Espèce menacée, cet animal  aurait transmis le 2019-nCoV comme on l’appelle maintenant  à l’Homme, d’après des scientifiques chinois
Par YHR

Le pangolin a-t-il transmis le nouveau coronavirus, ou comme on l’appelle maintenant le 2019-nCoV,  à l’Homme ? Ce petit mammifère, aux écailles prisées des braconniers, a été identifié par des scientifiques chinois comme le « possible hôte intermédiaire » ayant permis la transmission du virus à l’Homme. C’est ce qu’a indiqué dans un communiqué, le vendredi 7 février dernier, l’Université d’agriculture de Chine du Sud.

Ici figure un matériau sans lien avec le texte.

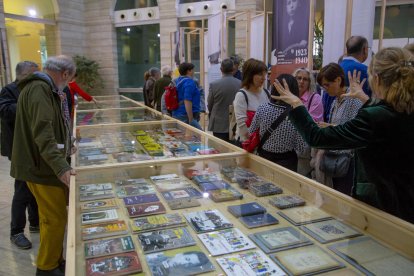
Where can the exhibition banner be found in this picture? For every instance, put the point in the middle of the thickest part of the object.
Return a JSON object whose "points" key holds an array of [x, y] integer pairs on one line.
{"points": [[290, 35]]}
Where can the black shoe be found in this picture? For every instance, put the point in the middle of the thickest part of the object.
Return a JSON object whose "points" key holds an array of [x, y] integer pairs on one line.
{"points": [[21, 241], [34, 229], [53, 272]]}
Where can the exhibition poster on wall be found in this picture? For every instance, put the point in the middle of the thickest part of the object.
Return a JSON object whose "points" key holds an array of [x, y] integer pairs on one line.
{"points": [[290, 35]]}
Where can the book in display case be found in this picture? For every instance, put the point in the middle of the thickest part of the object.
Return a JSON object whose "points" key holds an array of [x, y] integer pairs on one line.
{"points": [[167, 242]]}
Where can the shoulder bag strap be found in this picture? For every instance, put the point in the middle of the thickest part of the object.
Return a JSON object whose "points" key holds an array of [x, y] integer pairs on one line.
{"points": [[274, 126]]}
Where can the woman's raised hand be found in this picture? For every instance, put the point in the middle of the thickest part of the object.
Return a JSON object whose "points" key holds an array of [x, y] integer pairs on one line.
{"points": [[285, 94]]}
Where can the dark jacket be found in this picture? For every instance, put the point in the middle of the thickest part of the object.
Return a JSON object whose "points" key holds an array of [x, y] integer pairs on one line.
{"points": [[159, 90], [41, 137], [8, 102], [383, 140]]}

Cependant, des chercheurs appellent à la prudence. Des scientifiques en sont toutefois convaincus : le nouveau coronavirus 2019-nCov serait venu de la chauve-souris. Mais le virus de chauve-souris n’étant pas équipé pour se fixer sur les récepteurs humains, il est sans doute passé par une autre espèce pour s’adapter et se transmettre à l’Homme. On appelle ce second animal un « hôte intermédiaire ».

Virus qui mutent

« Des virus, comme les coronavirus, sont présents chez des animaux mais ne sont pas capables de passer directement à l’Homme. Ils vont donc muter, passer par un autre animal où ils vont évoluer, et ensuite pouvoir infecter l’Homme », explique Olivier Terrier, chercheur du Centre National de la Recherche Scientifique (CNRS) au Centre international de recherche en infectiologie.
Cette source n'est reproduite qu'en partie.